Empty skills array or empty required skills array
How to Handle:
Return 0 immediately, as no training is needed with no skills to improve or requirements to meet.
Skills array contains only 0s and required skills contains only 0s
How to Handle:
Return 0, as the participant already meets the trivial requirements.
Skills array is significantly smaller than the required skills array, requiring large training hours
How to Handle:
The algorithm should handle potentially large differences between initial and required skill levels without integer overflow.
Required skills are all much higher than the initial skills, approaching integer limits
How to Handle:
Handle integer overflow issues when calculating training hours, potentially using larger data types.
Skills array contains negative values (invalid input)
How to Handle:
Throw an IllegalArgumentException or return -1 to indicate an invalid input state.

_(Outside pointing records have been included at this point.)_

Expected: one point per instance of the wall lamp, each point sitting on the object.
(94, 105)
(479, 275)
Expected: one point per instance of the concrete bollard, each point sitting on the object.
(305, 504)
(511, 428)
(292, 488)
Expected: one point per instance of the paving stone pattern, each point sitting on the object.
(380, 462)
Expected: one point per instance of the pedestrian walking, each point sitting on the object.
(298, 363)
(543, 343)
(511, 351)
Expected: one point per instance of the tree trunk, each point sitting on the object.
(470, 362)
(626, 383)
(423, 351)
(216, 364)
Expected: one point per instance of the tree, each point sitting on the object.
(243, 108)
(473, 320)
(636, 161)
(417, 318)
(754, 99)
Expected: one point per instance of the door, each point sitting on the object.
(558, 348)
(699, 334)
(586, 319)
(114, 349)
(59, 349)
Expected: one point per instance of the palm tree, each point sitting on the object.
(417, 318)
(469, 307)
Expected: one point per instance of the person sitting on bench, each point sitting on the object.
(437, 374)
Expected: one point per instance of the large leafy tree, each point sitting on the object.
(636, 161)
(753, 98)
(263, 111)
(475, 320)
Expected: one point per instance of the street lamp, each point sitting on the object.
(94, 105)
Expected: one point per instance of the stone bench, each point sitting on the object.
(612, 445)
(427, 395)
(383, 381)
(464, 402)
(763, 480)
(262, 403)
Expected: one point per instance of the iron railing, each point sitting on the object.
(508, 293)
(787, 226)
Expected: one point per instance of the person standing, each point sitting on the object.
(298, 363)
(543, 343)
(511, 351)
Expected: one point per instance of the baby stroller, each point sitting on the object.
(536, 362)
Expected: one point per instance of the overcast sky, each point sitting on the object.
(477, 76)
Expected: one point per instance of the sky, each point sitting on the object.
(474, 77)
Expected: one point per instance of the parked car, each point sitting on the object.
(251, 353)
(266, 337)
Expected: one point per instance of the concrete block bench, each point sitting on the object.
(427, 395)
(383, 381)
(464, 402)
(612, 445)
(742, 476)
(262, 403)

Required skills array contains negative values (invalid input)
How to Handle:
Throw an IllegalArgumentException or return -1 to indicate an invalid input state.
Skills array values are very large numbers, close to the maximum integer value
How to Handle:
Ensure calculations of training hours don't cause integer overflow, possibly using long data type.
No training is needed as initial skills already meet or exceed required skills
How to Handle:
Return 0, as the athlete is already prepared.